In ultimo, si sono aggiunte la mia conoscenza di Nasari e un palleggiatore di livello. Il resto della squadra è tutto da scoprire mano a mano.
Quindi gli elementi che mi hanno fatto scegliere Portomaggiore sono più di uno!

-Cosa ti aspetti da questa stagione?
Innanzitutto mi aspetto, e mi auguro, di riuscire a finirla. Spero davvero che la questione Covid-19 sia definitivamente chiusa. Sarà una stagione particolare, senza retrocessioni, e non si sa ancora se potrà esserci il pubblico e quanto. C’è ancora troppa incertezza per fare pronostici generali, ma mi auguro di arrivare ai Playoff.

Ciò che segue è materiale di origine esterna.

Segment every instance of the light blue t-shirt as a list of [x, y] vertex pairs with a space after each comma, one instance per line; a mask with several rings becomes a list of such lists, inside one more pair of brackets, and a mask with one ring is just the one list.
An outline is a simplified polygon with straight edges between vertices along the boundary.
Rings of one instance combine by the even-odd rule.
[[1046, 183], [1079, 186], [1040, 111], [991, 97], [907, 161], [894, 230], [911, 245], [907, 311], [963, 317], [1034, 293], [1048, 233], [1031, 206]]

-Quali obiettivi ti poni con la maglia giallo blu sia da un punto di vista tecnico che da quello umano?
Gli obiettivi che mi pongo dal punto di vista tecnico sono quello di cercare di trasmettere la mia voglia di lavorare anche agli altri, anche se avranno sicuramente la mia stessa lunghezza d’onda sul lavoro, di migliorarmi rispetto alla stagione passata che nonostante la reputo buona tendo a voler sempre migliorare un po’ e dare qualcosa in più, e dare sempre un apporto positivo alla squadra. Dal punto di vista umano ho sempre lo stesso obiettivo ogni anno ed è il mio vanto personale, in qualsiasi società io abbia giocato mi sono sempre lasciato o ritrovato in buoni rapporti e questo sicuramente è stato un più per cui Simone mi ha voluto in squadra, sa che professionista sono e mi ci reputo a 360°. Voglio dare quello che do di solito: professionalità, impegno e risultati.

-Un saluto ai tifosi?
Ci sarà tempo di conoscerci ma spero già di poterli vedere in tribuna il prima possibile. Per me sono come un giocatore in più e non lo dico per dire, il sostegno del pubblico è importantissimo e giocare a porte chiuse sarebbe davvero difficile. Spero quindi di vederli presto in tribuna a festeggiare qualcosa di importante magari!